Referring to FIG. 10, the blind cavity or hole 40' in the second contact member 42' is shown as having a polygon or rectangular shape to more clearly match the configuration of the stub portion 30' of the first contact member. It should be noted that the cavity in the second contact member for receiving a flat stub portion like 30' may be cylindrical. However, a cavity which more closely matches the configuration of the stub portion will generally have better retention properties. It should also be noted that while the stub portion 20' of the first contact member 12' (FIG. 9) is shown as having a rectangular shape, it could be formed in a triangular or other polygon shape.
Referring to FIGS. 11 and 12, the two piece contact 10' (FIG. 8) is assembled with the flat portion 50 of the first contact member 12' extending into a cavity 40 of the second contact member 14 with the upstanding abutment surface 62 at the forward side of the collar 20' abutting the annular shoulder 46 of the second contact member 14. The cavity 40' may have a inner wall 44' which is smaller than the lateral extent of the barbs 48 such that the barbs form a tight fit with the inner wall 44 of the second contact member 14. Alternatively, as shown with more particularity with reference to FIG. 12, the wall 42' of the second contact member 14' may be roll crimped thereby tightening the wall over the barbs 48 to secure the stub with the bore.
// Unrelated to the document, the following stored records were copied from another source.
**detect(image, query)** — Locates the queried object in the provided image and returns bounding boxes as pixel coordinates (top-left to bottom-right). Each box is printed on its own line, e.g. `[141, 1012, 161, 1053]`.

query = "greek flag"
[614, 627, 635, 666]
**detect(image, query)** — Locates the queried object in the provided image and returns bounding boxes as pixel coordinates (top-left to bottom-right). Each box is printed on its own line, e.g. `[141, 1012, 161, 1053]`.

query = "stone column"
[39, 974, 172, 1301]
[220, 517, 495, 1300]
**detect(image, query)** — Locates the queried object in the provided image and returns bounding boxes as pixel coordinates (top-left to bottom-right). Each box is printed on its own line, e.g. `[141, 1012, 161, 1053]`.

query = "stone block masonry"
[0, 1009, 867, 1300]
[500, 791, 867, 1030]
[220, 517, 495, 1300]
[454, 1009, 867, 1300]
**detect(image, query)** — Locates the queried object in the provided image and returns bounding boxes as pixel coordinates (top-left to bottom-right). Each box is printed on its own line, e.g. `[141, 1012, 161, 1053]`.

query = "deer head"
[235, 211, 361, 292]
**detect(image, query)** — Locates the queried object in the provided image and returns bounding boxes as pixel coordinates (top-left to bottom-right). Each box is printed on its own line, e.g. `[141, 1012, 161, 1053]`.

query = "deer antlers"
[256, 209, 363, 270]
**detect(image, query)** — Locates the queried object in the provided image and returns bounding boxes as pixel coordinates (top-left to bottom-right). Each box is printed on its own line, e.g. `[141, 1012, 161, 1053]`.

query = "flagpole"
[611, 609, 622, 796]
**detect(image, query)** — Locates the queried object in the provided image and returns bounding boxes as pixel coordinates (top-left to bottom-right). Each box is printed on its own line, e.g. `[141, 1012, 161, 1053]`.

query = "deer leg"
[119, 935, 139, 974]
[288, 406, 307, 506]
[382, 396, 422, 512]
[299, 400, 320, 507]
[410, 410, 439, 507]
In the case where the tail is square for wire wrapping purposes the crimp provides additional resistance to prevent axial and rotational motion of the first contact member with respect to the second contact member.
There has thus been described an improved two piece pin/socket contact which can be reliably assembled on a repetitive basis while saving manufacturing costs. Large quantities of pin/socket contacts can be readily and quickly assembled with any particular tail configuration to suit a customer's needs. Thus, large customer demands for product can be met more quickly and more reliably. Advantageously, one pin or socket member 14 can be used with a variety of tail and stub configurations, such as those referenced by reference numbers 12, 12', 12" and 12'" which, as shown in FIGS. 13A through E, may have a cylindrical or PC tail, a square or rectangular tail for accommodating a wire wrap connection or a wire wrap, compliant adapter 70 or other configurations. The first contact member 12"" is shown as having a double compliant adapter 70a and a flat sub portion 30'. The stub portion 30' includes radially extending barbs 72 having U-shaped end sections 74 to form outer curved sections 76. Such curved sections will facilitate the insertion of the first contact member 12"" into a cylindrical cavity in a second contact member. The second contact members (i.e., conventional pin or socket configurations) can be inventoried in mass quantities being suitable to meet a variety of customer demands. Accordingly, various modifications of the two piece contact arrangement, and processes involved in manufacturing the contact will occur to persons skilled in the art without involving any departure from the spirit and scope of the invention as set forth in the appended claims.